Fort de ses expériences de terrain au sein de plusieurs coopératives d'emploi, l'auteur propose une analyse de l’évolution du monde du travail et des pistes sérieuses permettant d’accompagner les changements à l’œuvre dans une perspective de progrès social.

Les auteurs

Entrepreneur social et créateur d’initiatives locales, Sandrino Graceffa a occupé plusieurs postes à responsabilité au sein d’associations, de collectivités et d’entreprises.

Spécialiste des nouvelles formes de coopérations entre acteurs économiques, il dirige SMart depuis 2014. Cette coopérative de travailleurs accompagne depuis 1998 quelque 75.000 porteurs de projets dans la gestion de leurs activités professionnelles à travers 32 bureaux dans 9 pays d’Europe, en leur proposant une solution originale pour créer leur emploi salarié en développant leur propre activité économique.

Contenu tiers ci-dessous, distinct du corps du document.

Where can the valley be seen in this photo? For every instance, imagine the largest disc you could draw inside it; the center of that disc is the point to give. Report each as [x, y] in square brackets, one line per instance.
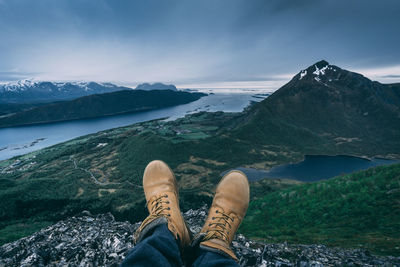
[57, 182]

Livre rédigé en collaboration avec Roger Burton, Virginie Cordier et Carmelo Virone.

Extraits

Si nous parvenons à offrir un maximum de protection sociale à un maximum de personnes, nous sommes gagnants. Il faut qu’on puisse passer d’un travail indépendant à un travail salarié, sans que le changement porte à conséquence sur les droits que l’on a ouverts, que ce soit en matière de sécurité sociale, de chômage ou de retraite. (...) Le travail aujourd’hui devient de plus en plus autonome. Mais plutôt que de créer sa propre entreprise et d’en assurer seul les risques, on peut s’inscrire dans une logique d’entrepreneuriat collectif, en créant son emploi salarié dans une entreprise coopérative partagée. C’est cette voie que nous voulons privilégier.

pages 41-43

La question des relations sociales s’est imposée comme un élément très important de la réussite des projets, tout comme de leur fragilisation en creux. Les personnes s’asséchaient socialement en devenant entrepreneurs individuels, alors que l’acte d’entreprise individuelle nécessite plutôt qu’on élargisse son cercle de connaissances et de solidarité. Il fallait trouver autre chose, inventer d’autres formes d’entrepreneuriats qui permettent aux gens de se regrouper. C’est à cette fin que nous avons lancé en 2006 Grands Ensemble, la première coopérative d’activités dans le Pas-de-Calais 21. J’y ai retrouvé le même public que celui que j’avais laissé quelques années auparavant dans l’ex-bassin minier, un public de gens qui voulaient créer leur propre activité. C’était vraiment passionnant de s’apercevoir que les personnes développaient leur propre activité à l’intérieur d’une entreprise collective et que, du coup, elles avaient, entre porteuses de projets, le sentiment d’être des collègues de travail et, comme on l’est dans le monde ouvrier, se retrouvaient nécessairement solidaires.